The short answer to your first question is that the next reasonable step would be something like hydrocodone or even oral morphine, oral hydrocodone and oral morphine having a 1:1 equianalgesic equivalency (which isn't necessarily the same as an equi....recreational... equivalency). There are drugs whose potencies are more than what you've been taking but less than hydrocodone or morphine, but they're not going to be easy to find. All opioids have the potential to be addictive and dangerous of course, but I do think the step from codeine or even DHC to the "next level" is probably something to be avoided if at all possible, as it's a big jump in potency and again, common sense would usually say that if there's a way for you to safely continue what you've been doing it's probably better than doing stronger drugs. Imagine me making a balancing I-don't-know-what's-better-because-of-the-amitriptyline motion with my hands here, though.
A really simple way to potentiate most oral opioids is by taking an antacid about 30 minutes beforehand. It may not be quite as effective as enzyme inhibition for some people, but then again it can make a pretty big difference.
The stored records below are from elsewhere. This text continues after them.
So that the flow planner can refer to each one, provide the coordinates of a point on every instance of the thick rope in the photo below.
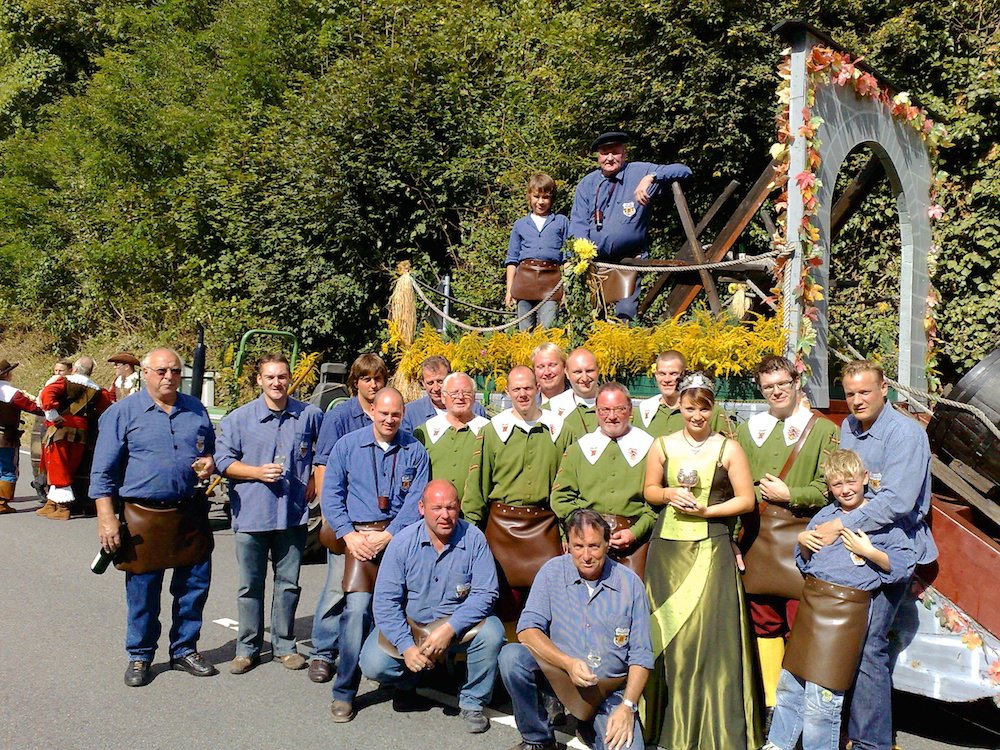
(484, 329)
(761, 261)
(927, 396)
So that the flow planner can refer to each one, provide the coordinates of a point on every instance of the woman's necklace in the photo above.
(694, 446)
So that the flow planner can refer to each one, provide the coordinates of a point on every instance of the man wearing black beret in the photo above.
(611, 206)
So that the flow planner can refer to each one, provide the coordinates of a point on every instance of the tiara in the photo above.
(696, 380)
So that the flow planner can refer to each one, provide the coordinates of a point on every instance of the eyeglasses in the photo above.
(605, 411)
(784, 385)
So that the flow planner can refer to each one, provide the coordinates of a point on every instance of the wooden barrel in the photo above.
(961, 439)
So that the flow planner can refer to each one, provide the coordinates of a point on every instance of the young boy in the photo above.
(535, 255)
(826, 641)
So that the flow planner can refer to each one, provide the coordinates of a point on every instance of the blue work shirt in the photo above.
(416, 582)
(833, 563)
(419, 411)
(254, 435)
(527, 241)
(626, 221)
(897, 456)
(359, 471)
(143, 452)
(345, 417)
(614, 622)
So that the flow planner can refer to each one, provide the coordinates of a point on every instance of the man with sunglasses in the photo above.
(152, 450)
(769, 439)
(612, 205)
(605, 471)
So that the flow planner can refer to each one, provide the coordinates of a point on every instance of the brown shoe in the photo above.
(341, 712)
(320, 671)
(293, 661)
(59, 513)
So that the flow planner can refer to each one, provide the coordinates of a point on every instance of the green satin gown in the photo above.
(704, 692)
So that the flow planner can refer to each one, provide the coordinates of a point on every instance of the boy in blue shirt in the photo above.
(535, 255)
(831, 625)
It's certainly worth trying.
Promethazine is commonly combined with codeine to increase the effects and if you can find it, prometh or another first-generation antihistamine shouldn't be
too terrible to take with what you're already on.
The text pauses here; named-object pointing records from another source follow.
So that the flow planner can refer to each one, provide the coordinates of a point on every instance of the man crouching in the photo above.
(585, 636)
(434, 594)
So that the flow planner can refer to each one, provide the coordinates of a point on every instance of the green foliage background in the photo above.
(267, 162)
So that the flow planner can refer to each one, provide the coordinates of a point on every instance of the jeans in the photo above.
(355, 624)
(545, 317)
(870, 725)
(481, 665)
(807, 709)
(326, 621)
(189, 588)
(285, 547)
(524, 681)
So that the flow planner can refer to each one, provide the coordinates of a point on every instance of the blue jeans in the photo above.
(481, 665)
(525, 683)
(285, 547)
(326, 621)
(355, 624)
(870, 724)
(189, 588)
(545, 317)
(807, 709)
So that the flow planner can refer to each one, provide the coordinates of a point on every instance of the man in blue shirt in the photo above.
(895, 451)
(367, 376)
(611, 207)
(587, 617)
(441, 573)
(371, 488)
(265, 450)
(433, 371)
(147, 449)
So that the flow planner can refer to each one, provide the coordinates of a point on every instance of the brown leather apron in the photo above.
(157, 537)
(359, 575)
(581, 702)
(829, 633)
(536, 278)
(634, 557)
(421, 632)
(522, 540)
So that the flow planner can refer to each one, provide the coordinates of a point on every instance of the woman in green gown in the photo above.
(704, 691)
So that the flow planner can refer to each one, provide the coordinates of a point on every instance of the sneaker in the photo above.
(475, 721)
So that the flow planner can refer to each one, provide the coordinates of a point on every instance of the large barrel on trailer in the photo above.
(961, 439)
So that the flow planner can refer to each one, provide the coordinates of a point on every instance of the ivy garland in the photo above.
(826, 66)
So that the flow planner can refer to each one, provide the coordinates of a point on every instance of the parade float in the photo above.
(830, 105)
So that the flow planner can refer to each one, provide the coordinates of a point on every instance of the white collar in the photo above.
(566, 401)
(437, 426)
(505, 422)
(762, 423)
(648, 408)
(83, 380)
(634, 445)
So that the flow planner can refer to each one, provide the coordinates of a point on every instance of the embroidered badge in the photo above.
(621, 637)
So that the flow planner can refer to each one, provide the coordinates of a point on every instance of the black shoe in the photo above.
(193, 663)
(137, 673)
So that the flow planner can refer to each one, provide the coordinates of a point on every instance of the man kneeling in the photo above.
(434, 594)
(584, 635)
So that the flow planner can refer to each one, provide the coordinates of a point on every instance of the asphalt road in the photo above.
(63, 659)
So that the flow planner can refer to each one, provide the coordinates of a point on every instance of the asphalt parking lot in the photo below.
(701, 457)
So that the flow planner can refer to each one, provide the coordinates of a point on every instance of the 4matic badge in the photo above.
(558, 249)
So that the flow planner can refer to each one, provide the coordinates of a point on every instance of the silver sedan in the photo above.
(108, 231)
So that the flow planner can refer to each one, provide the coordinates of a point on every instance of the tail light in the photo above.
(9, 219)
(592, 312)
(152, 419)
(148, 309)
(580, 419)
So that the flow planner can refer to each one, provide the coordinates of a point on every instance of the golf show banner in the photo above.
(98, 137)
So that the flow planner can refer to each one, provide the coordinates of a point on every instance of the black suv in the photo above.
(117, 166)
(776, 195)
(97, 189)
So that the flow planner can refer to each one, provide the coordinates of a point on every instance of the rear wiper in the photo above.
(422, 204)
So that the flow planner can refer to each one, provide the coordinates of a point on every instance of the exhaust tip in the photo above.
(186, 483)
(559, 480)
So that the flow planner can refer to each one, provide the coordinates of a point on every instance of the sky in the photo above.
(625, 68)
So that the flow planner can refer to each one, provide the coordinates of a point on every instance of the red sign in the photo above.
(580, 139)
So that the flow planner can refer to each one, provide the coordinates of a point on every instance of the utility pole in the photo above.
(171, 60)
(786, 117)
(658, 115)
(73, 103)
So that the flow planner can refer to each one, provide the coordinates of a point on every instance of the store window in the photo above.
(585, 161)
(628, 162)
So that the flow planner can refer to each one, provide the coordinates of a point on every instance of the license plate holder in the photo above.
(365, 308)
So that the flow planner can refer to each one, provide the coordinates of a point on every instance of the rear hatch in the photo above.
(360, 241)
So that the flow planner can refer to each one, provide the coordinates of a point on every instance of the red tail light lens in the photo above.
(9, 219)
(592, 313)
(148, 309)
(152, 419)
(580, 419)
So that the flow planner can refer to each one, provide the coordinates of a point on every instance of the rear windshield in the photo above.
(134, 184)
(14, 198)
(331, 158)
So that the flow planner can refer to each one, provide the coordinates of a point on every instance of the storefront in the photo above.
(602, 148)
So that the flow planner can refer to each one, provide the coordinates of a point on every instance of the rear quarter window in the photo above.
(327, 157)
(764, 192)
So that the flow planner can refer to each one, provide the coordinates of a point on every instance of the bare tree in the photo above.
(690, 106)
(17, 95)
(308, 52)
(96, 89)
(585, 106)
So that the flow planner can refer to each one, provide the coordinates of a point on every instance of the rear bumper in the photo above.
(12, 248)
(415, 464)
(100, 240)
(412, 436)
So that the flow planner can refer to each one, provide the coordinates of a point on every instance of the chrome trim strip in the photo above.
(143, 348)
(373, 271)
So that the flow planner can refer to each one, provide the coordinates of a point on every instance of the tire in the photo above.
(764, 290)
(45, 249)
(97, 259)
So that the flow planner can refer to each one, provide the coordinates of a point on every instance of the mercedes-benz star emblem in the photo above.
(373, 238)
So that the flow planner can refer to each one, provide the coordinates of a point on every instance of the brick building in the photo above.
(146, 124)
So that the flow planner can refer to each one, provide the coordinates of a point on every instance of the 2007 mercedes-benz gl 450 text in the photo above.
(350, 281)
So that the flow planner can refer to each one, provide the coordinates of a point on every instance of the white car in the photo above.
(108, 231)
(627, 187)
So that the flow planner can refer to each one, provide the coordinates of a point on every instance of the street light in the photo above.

Remember that White Grapefruit Juice doesn't work with codeine.
Plugging could be viable for the DHC, though any method that decreases time to onset and increased absorption etc. comes with its own inherent risks and dangers.
Kratom may be an option (as opposed to the DHC or codeine), but it's not one I can speak much on.
Of course there are many depressants that could be added *in theory* that could boost the opiate experience but I really wouldn't recommend it with the amitriptyline, which already sort of has an interaction with both DHC and codeine or any depressant. I always really thought that most tricyclics and certainly amitriptyline were CNS depressants but I'm having trouble finding any solid information that explicitly corroborates this other than "somnolence" being reported as a common side-effect, which really isn't the same thing. With potentiators in general you do want to make sure that you're not potentiating the amitriptyline too, but I don't think there's a lot of crossover (don't quote me on that).
I did want to try and give you whatever information I could specific to your situation as a result of the amitriptyline which does need to be taken into account, but otherwise I'm sure the basic questions of "what's next in strength/potency/recreational value from codeine or DHC" and "what are good potentiators of codeine or DHC" have been asked and answered here a whole bunch.
Here's one archived thread on DHC potentiators, which does indeed discuss some of the above and other methods.
Then there's also the
Opioid Potentiation Megathread.
Like I said, I think you need to be mindful of the amitriptyline but otherwise your answers to the potentiation question should be there, and the others should be pretty easily found from other sources besides me.
PS: I saw your other thread in BDD which is very, very similar to this one. There's no need to post the same basic question more than once. Also, while it didn't come up here, it did come up in the other one: sourcing of even legal substances or paraphernalia is not allowed on BL. This is stated explicitly in the BDD posting guidelines and elsewhere.